Şundan kimin şüphesi var: Devlet istemezse bu linç girişimlerinin hiçbiri olmaz. Baştan izin vermezler. Ordu'da Ertuğrul Kürkçü'nün taksiye bindirilip güya kurtarılması sahnesini anbean izledik. Polisin istemese hiçbir saldırganı oraya yaklaştırmayabileceğini zaten düşünüyorduk, gördük. Fakat ne yapılıyor? Saldırganların taksinin dibine kadar gelmesine, kapıya, kaputa vurmalarına, Kürkçü'nün içinden "ha parçalandım ha parçalanacağım" diye geçirdiği dakikalar yaşamasına imkân veriliyor, fakat saldırganların ona dokunması son anda önleniyor. Yerseniz. Bunları çok gördük, çok yaşadık biz. Niye nasıl yapıldığını biliyoruz.

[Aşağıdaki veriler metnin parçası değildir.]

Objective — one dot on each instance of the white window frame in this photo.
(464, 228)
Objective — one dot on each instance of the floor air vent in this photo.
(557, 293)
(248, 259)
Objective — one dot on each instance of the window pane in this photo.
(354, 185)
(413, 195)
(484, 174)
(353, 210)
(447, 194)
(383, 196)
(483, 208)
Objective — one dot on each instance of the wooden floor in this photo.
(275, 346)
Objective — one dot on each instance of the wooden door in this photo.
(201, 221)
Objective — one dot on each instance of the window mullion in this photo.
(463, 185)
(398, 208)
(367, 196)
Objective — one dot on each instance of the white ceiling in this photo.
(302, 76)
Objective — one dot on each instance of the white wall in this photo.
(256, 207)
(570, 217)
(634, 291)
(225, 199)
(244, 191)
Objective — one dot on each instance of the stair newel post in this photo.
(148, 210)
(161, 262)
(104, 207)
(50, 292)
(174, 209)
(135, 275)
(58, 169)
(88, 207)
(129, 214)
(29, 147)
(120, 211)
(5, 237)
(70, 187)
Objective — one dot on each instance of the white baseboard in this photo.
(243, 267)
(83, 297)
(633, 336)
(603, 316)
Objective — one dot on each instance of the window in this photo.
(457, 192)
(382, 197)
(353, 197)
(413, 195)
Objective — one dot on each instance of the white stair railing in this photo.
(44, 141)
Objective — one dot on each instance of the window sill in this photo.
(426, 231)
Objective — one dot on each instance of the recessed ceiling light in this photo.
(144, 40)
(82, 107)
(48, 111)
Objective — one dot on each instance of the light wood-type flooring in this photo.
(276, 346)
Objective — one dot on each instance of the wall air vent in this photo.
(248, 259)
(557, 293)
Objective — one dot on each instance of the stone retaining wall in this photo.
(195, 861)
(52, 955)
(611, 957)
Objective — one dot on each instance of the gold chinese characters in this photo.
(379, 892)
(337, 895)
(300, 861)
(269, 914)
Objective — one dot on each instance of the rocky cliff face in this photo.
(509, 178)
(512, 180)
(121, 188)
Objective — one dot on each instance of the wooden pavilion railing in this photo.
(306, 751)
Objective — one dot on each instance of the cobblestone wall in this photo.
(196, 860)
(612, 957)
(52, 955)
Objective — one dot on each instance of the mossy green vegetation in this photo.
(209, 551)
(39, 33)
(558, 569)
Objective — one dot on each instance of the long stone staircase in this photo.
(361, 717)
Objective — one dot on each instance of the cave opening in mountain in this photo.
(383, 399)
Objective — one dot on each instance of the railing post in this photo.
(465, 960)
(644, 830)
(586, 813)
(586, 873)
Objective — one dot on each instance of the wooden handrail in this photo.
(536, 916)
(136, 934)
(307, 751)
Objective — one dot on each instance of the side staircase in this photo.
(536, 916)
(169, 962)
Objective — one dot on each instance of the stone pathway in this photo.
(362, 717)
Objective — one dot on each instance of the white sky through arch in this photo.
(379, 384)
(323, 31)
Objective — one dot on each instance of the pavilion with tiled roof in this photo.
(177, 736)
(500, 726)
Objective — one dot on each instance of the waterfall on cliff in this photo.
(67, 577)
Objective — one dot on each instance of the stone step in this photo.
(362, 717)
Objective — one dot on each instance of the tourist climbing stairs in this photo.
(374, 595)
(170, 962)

Geçelim. AKP, CHP ve MHP'den herhangi biri, HDP'lilere yapılan toplu saldırılara içten içe sevinmiyor mudur? Saldırılarda Ülkücü sloganları atıldığına göre, MHP (BBP de tabiî) bu işlerin ne kadar içinde, sormalıyız. Twitter'da, Facebook'ta AKP ve başbakanı "vatanı Apo'ya satmakla" suçlayan "TC" rumuzlu ahali, meselâ, herhalde bu saldırılardan ötürü üzüntü içerisinde değildir; kimin seçmenidir bu insanlar? CHP olmasın? Şu anda hâlâ Kürtlere karşı kışkırtıcı yayınlarına devam eden Cemaat medyası, hiç mi sorumlu değil bu nefret patlamalarından? Ya barış sürecinin doğrudan sahibi hükümet? Polisleri oradan oraya savuracağına, barışı dinamitlemesinin yanısıra ülkedeki rejimin niteliğini belirleyecek olan bu yaygın ve sistemli saldırıları önlemesi gerekmiyor mu?

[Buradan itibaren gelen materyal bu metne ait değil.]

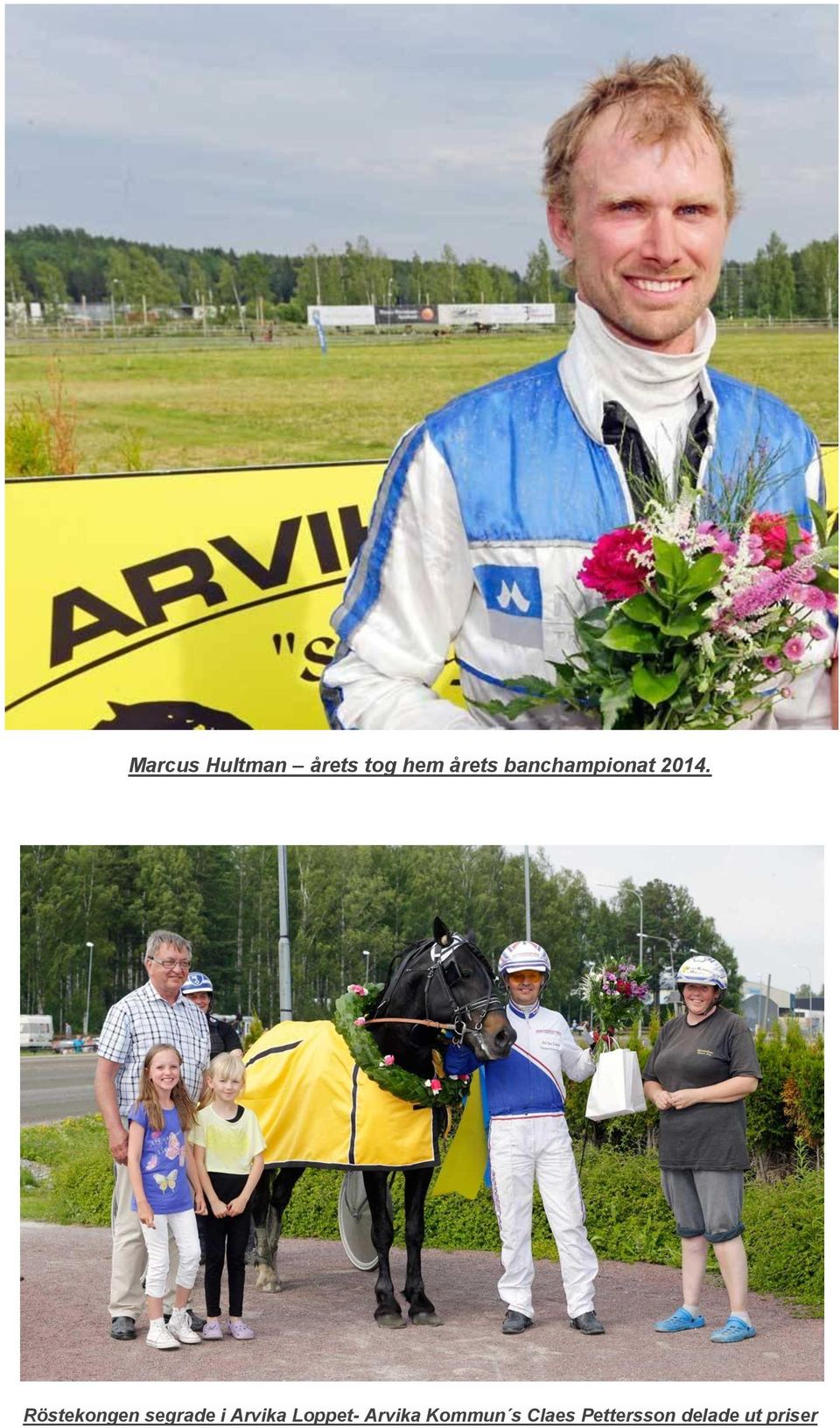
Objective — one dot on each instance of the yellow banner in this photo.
(185, 600)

"Rejimin niteliğini belirleyecek" lafı abartılı görünmesin. Parlamenter demokrasi var, genel seçimler yapılıyor, siyasî partiler var... diyemezsiniz ki böyle bir durumda. Siyasî partilerden birine faaliyet yaptırılmıyor, propaganda yaptırılmıyor, üyeleri, destekçileri hayat tehlikesi altında. Hangi parlamenter demokrasi? Hangi çok partili sistem?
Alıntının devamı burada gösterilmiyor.